Siamo a Palermo, oggi. Salvatore, diciannove anni, non è rientrato a casa, ha passato la notte fuori. È la prima volta. Giovanni, suo padre, spera ancora che si tratti di una bravata da ragazzi, ma l’angoscia non lo molla, il cellulare non risponde. La polizia non può cercarlo, «ci fate solo perdere tempo, vi siete litigati in famiglia?». Quando finalmente arrivano notizie, sono drammatiche. Salvatore è stato arrestato, in macchina portava un grosso carico di droga. La vita di Giovanni, la sua routine di semplice insegnante, è travolta. La discesa all’inferno comincia con l’avvocato, che non prende la vicenda a cuore come meriterebbe, ma consuma lo stesso tutti i risparmi del professore. Poi arriva la tragedia e, senza anticipare troppo della trama, perché pur sempre di un poliziesco si tratta, Giovanni, nel tentativo di reagire all’ingiustizia che gli sconvolge la vita, viene risucchiato dal gorgo dove finisce per perdere tutto: lavoro, soldi, moglie e soprattutto se stesso.
Perché lascia turbati questa vicenda? Perché racconta degli ordinari soprusi che si consumano ogni giorno nel nostro paese. Per dire, la situazione nelle carceri, fatta di taciute violenze quotidiane, guardie corrotte, boss che spadroneggiano. O l’errore giudiziario che lascia il cittadino comune inerme nelle mani di un meccanismo indifferente e micidiale. Il romanzo di Pagliaro ci conduce per mano a vedere da vicino come una persona semplice può rimanerne stritolata senza remissione. A conferma della teoria che vede il noir come l’unico genere letterario oggi capace di descrivere la società  così com’è, con uno sguardo realistico, senza ideologismi consolatori.

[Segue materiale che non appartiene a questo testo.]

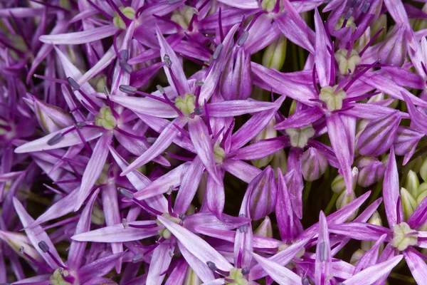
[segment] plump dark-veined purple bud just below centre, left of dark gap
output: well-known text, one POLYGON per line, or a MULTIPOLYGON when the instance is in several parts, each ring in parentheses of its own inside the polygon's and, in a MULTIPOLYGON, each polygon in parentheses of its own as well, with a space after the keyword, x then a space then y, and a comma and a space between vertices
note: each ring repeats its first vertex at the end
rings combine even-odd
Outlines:
POLYGON ((270 166, 266 167, 249 183, 247 191, 251 191, 249 211, 252 219, 261 219, 273 211, 277 193, 276 187, 274 172, 270 166))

Ma la “denuncia sociale”, che pure c’è, e potente, non esaurisce la forza della storia. Giovanni Ribaudo, il protagonista, davanti all’assurda iniquità  che lo priva dell’unico figlio, inizia a trasformarsi. Ha subito per tutta una vita, accettato sempre quello che veniva. Ora non è più possibile. A cambiare tutto è l’incontro con un amico d’infanzia, diventato boss mafioso. Il criminale è legato al professore da un vecchio debito di riconoscenza, vuole aiutarlo, lo convince a vendicarsi. Giovanni attraversa il confine della legalità , entra in un mondo che non è il suo, quello della violenza, diventa a poco a poco un “mostro”. 

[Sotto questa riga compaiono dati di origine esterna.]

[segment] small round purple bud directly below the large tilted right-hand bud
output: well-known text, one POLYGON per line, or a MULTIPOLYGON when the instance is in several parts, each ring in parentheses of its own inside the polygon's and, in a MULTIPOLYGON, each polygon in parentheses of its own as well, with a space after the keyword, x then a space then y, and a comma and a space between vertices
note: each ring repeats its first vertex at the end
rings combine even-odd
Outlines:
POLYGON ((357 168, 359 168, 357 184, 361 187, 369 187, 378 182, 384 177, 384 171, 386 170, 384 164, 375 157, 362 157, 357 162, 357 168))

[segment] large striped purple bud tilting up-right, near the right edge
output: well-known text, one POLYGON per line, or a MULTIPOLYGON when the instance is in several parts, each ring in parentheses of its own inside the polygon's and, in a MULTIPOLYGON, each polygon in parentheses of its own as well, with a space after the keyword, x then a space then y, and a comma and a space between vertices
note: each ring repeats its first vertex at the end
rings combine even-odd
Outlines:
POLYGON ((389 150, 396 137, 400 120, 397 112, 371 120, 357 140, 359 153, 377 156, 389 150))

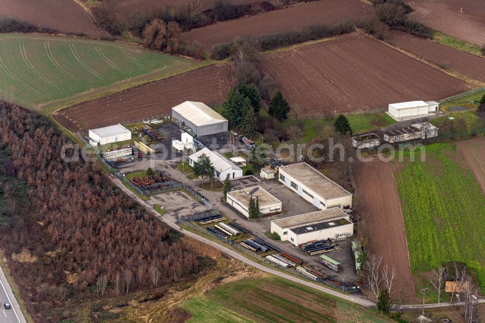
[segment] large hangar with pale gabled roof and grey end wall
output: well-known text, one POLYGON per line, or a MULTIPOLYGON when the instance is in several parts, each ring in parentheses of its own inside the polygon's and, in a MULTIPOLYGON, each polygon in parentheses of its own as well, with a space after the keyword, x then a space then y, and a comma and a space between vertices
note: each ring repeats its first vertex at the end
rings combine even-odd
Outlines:
POLYGON ((227 131, 227 119, 202 102, 185 101, 172 108, 172 118, 183 122, 197 137, 227 131))

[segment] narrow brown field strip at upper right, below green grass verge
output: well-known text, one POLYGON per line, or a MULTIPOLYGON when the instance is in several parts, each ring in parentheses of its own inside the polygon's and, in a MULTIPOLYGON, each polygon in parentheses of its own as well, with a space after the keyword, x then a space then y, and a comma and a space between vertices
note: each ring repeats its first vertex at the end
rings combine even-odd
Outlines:
MULTIPOLYGON (((485 31, 484 31, 485 32, 485 31)), ((389 43, 473 80, 485 81, 485 58, 404 32, 392 32, 389 43)))

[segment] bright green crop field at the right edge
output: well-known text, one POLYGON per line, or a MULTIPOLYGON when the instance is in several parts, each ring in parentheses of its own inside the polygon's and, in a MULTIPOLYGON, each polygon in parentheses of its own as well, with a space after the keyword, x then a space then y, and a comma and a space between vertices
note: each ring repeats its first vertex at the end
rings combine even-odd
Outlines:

Il percorso psicologico, l’uomo della strada che diventa “furia assassina” per la perdita del figlio innocente, ricorda molto da vicino Il borghese piccolo piccolo, romanzo degli anni Settanta di Vincenzo Cerami, poi diventato un film diretto da Mario Monicelli con una sbalorditiva interpretazione di Alberto Sordi in una rara evasione dai suoi abituali registri comici. L’obiettivo di Cerami, però, era più “politico”: fare del suo personaggio (anche lui si chiamava Giovanni) il rappresentante tipico di quella piccola borghesia apparentemente bonaria, ma capace di inaudite esplosioni di ferocia. Niente di tutto questo nel romanzo di Pagliaro che segue il suo personaggio con una lingua asciutta, tutta azione e dialoghi, senza mai cedere alla tentazione di giudicare. Ancora, la reazione del “borghese” scattava quando la morte del figlio spezzava tutto il suo sogno di padre che ne aveva disegnato e preparato nei dettagli la carriera e tutto il percorso di vita. Nella Palermo di Giovanni Ribaudo, invece, il male irrompe a travolgere vite che non hanno mai avuto prospettive, nemmeno “piccole piccole”. È per questo che La notte del gatto nero disturba: perché ci parla di un tempo, il nostro, che ha perso la speranza.